It's by the books in Nevada

New Nevada State Fire Marshal cracks down on scofflaws
Sunday, March 1, 2009

CARSON CITY, Nev.--Fire installation is a huge business in this state, particularly on the Las Vegas Strip, and in the couple years that Jim Wright has been the Nevada State Fire Marshal he’s earned a reputation for enforcing the rules.

“The word’s getting out that there’s a new fire marshal in town. We take this seriously and if you do something you’re not supposed to do, we’ll catch you and deal with you,” he said.

Over the past 12 months, Wright said he’s “taken more than two dozen disciplinary actions; examples are suspending a [licensing] card, placing a company or individual on probation, and charging people for investigation time.” Wright arrived on the job two-and-one-half years ago, and, he said, “I’ve not seen any evidence that, prior to me getting here, any other actions were taken.”

Anyone working in Nevada who performs work to a fire alarm system has to be licensed by the fire marshal’s office. “There are 5,000 businesses or individuals who are registered by this office,” he said. Wright is responsible for “establishing the state minimum fire code, planning review for state buildings, hospitals, large occupancy-type buildings and conducting fire and arson investigations and fire service training.” Inspections are performed by officers in the licensing and enforcement division and by local inspectors.

One of the most common problems, according to Wright, is installers performing work that they’re not licensed to do.
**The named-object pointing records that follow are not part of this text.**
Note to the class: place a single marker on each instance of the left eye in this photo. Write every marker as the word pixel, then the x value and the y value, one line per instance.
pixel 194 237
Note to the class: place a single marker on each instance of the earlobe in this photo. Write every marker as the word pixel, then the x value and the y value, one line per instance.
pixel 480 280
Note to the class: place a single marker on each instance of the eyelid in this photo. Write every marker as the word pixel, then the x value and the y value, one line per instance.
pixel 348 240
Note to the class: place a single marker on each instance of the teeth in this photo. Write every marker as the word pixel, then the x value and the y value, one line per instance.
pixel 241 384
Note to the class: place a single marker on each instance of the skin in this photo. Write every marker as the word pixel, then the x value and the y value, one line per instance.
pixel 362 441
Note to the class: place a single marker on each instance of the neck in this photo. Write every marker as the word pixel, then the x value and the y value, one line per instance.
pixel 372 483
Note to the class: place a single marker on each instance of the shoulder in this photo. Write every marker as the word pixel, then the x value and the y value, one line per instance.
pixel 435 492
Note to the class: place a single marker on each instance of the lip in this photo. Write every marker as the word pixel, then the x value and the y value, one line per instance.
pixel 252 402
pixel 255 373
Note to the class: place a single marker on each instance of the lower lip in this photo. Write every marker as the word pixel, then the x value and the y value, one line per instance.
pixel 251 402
Wright said that whenever his staff sees people performing work, they’re instructed to “card” the installer to ensure that they’re licensed to do that work.

As the word gets out that the fire marshal’s office is paying attention, local fire inspectors are calling his office for assistance more often, Wright said. “They let us know now [about problems], because they know that someone will do something about it.”

The fire installation community is supportive of his efforts, Wright said. “They like that someone is paying attention. It levels the playing field. … They truly appreciate and support us out there doing our job.”